Another top NATO general is going on the record about our success in Afghanistan, though you are unlikely to hear about such things from the mainstream media that prefer a narrative of failure.
Last week I reported that comments from Army Gen. Dan McNeill, the U.S. commander of NATO forces in Afghanistan went nearly unreported in the US media.
The General claimed that the rise in violence in Afghanistan was not an indication of Taliban resurgence but of increasing NATO aggressiveness. In short, that we are winning, albeit there are challenges ahead. There is no need to detail the challenges here because the liberal media works overtime to do that anyway.
This week, Gen. Michel Gauthier, who is commander of all Canadian forces overseas, spoke out as detailed in this excellent piece from the Toronto Globe and Mail, by Graeme Smith. The General said that where his forces are concentrated, in the populated areas in and around Kandahar, there is no question that they are winning.
Graeme Smith writes:
The assertion that Canadian forces have created a bright spot amid the darkening security picture in southern Afghanistan represents the military's first detailed response to several academic reports in recent months that have described NATO as losing the war.
For a second time in as many weeks a senior commander came out and said that there is a misperception about what the situation is in Afghanistan. General Gauthier speaks directly to it:
Along with looking at the level of violence, Gen. Gauthier also suggested that his troops have carved out a foothold for reconstruction and development in Kandahar. But a journalist pointed out that many aid agencies have withdrawn their non-essential staff from Kandahar in recent weeks, fearing a rise in Taliban activity.
"Right," the commander replied. "And I suppose we need to find a way to deal with the perception issue, because it's all about perception."
In fact, the General says violence in the Kandahar zone decreased last year, although Canadian forces have one of the most difficult missions in Afghanistan.
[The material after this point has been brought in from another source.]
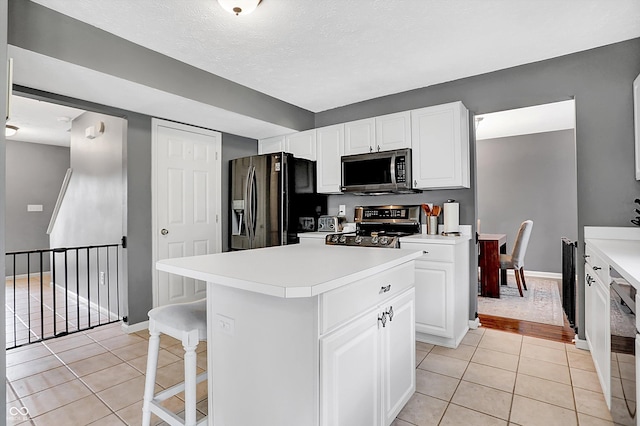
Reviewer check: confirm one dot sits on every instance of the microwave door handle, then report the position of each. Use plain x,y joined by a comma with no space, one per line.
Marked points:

While there is still fighting, and most likely will be for some time, things are improving in Afghanistan despite the impression created by think tank studies and most media reporting. This "resurgent Taliban" template is not only inaccurate but it is hurting the support for the mission and worsening the situation by driving aid organisations away from people who badly need the help.
Another point of interest is that the General notes that some police stations were overrun last year but quickly retaken. I have observed that when a position in Afghanistan gets overrun it generates an avalanche of media reports. Usually, when NATO forces retake the site within days it generates almost no press. This creates the impression of a Taliban simply gobbling up Afghanistan when the fact is they are losing ground.
Such biased media reporting is not only hurting US national security, it is hurting the innocents in Afghanistan. It is time for President Bush to come out of hiding and take the case directly to the American people. The President must lead by letting his senior military officials speak to the people directly to dispel this "losing in Afghanistan" media myth.
General Petraeus did a phenomenal job of convincing Americans that the real situation in Iraq was not being told by the media. We need another Petraeus moment to build lagging support for Afghanistan.